NOTES.arrow

https://observablehq.com/@kylebarron/geoarrow-and-geoparquet-in-deck-gl
https://nbviewer.org/gist/jorisvandenbossche/00e5c4a54f7b94375ccc6921c07825a0

Point or Polygon files can get very large, think:
- all fixes of a GPS collection system
- all building outlines of a city, state or country
- all agricultural parcels over EU

LIDAR data is a special topic, see e.g.

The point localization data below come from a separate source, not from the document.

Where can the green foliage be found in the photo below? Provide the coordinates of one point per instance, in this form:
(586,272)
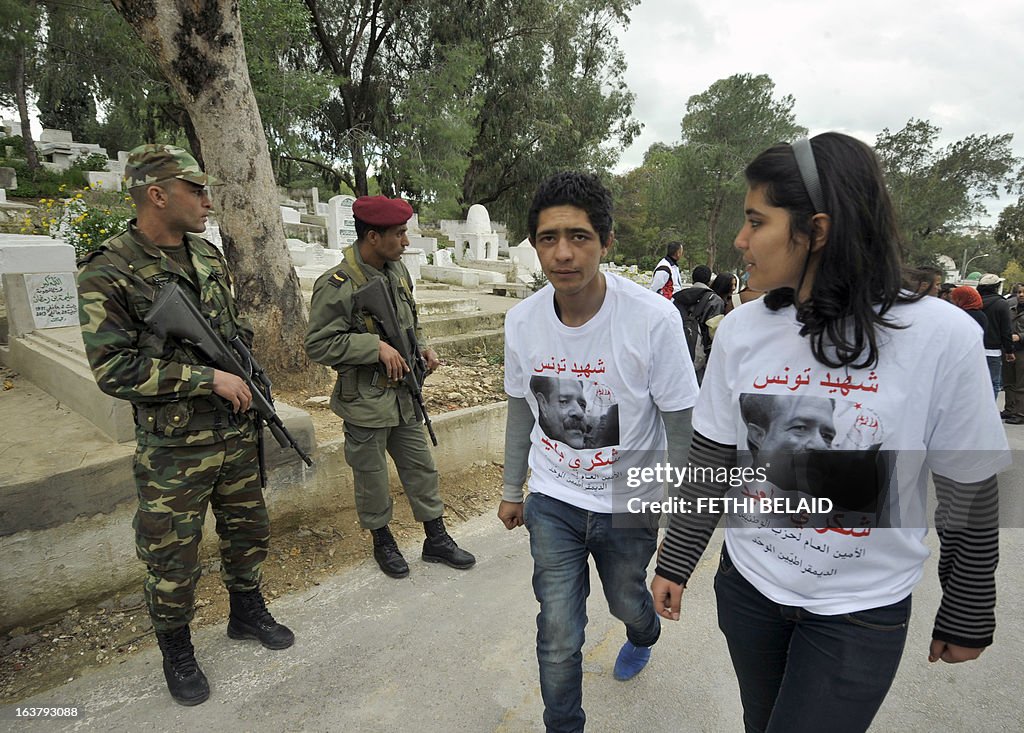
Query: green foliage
(83,219)
(693,191)
(16,143)
(92,162)
(1010,230)
(1014,273)
(937,191)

COPC.io

Why not a regular database, like PostGIS?

Because: 
 * very large databases are hard to manage (dump, upgrade software, restore)
 * databases require software to be running
 * running cloud instances is more expensive that storage
 * administrative burden to set it up scalable (storage, parallel)

Google BigQuery: stateless DB
 * store data in big files (e.g. collections of csv)
 * run query involves: read data, process, write output, quit
 * only storage cost involved, and runtime of the query only
 * can read & write be done faster?

More efficient than .csv:
 * binary
 * indexed
 * columnar storage model (SAP HANA, DuckDB, R, Python, ...)
 * analysis by variable, rather than by record

Parquet:
 * binary, columnar storage
 * indexed, compressed, chunked
 * meant for storage (write once, read often)

Arrow:
 * binary, columnar, 
 * focus on memory layout, 
 * meant for performance, not (primarily) for storage
 * VC backed (Voltrondata)

Both are Apache projects (open source, cloud oriented)
Both have 
 * GEO extensions (geometry column, simple features+)
 * (bleeding edge) GDAL drivers (>= 3.5), + GDAL columnar read interface

How to leverage parallel computing, distributing over
 * cores
 * machines